Nobody has ever explained participatory democracy to the people I met today in El Ktar in southern Tunisia. Until recently it was only a vague concept, irrelevant to their daily lives.
But today, in this makeshift classroom situated in a tiny village nestled in the mountains of southern Tunisia, a group of mostly males are listening eagerly to a lecture on the meaning of a Constitution. The room is packed. The audience range in age from adolescents to men well into their 80s.
Tunisia will hold its first free elections this Sunday, October 23. Tunisians will elect the 217 members of a constituent assembly that will write the country’s new Constitution — and play a decisive role in selecting Tunisia’s next leaders.
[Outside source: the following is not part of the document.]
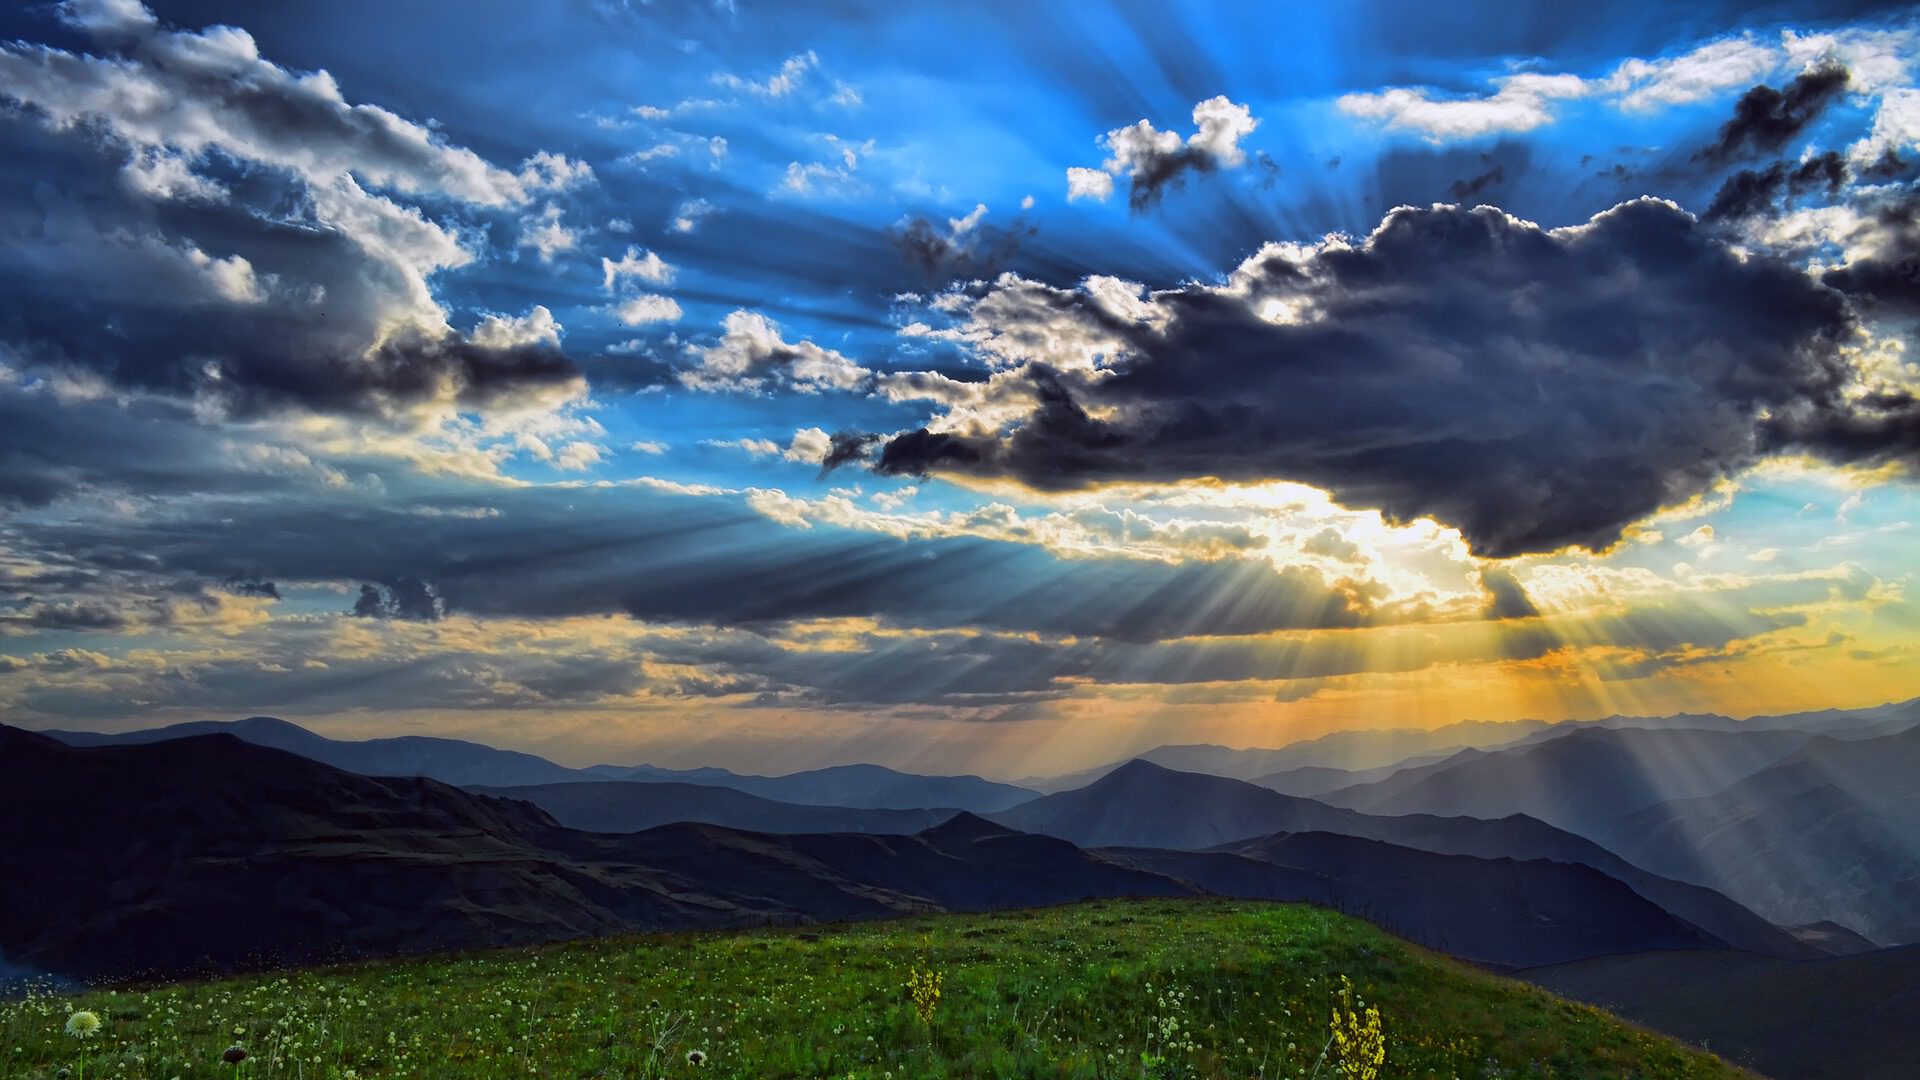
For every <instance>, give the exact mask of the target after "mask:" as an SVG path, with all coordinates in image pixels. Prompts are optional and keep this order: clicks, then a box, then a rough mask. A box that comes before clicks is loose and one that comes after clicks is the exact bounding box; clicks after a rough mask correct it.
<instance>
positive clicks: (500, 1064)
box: [0, 899, 1741, 1080]
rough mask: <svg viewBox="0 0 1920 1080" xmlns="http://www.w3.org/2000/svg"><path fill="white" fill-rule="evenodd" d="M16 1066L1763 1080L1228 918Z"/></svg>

At the blackboard today is a young Tunisian with the Association de l’Initiative Culturelle et Sociale d’El Ktar, a local civil society organization that's getting support from Mercy Corps and its local partner, CAWTAR, to build their organizational capacity. In turn, they are helping teach political literacy through workshops in rural areas just like this. The goal is to engage Tunisians in the electoral process and ensure people go out and vote.
Those gathered are learning concepts like the difference between parliamentary and presidential systems, and how Tunisia’s upcoming election will work. There’s a mixture of frustration, comprehension and hope among the people present. Things I take for granted are being taught for the first time. The political system never existed to serve these people before. Only now, in the wake of Tunisia’s revolution, will they be allowed to actually participate.
“To have people reach us all the way here just to give us this information means a lot to our community," commented Ben Said, a young student. "We don’t have the same access as our neighbors in the north, so coming here could make a difference in whether people vote or not."
For months now, the world has been tuned in to the revolutions across the Middle East that have become widely known as the “Arab Spring.” For people here in this classroom, today's lesson on democracy was a small revolution in itself.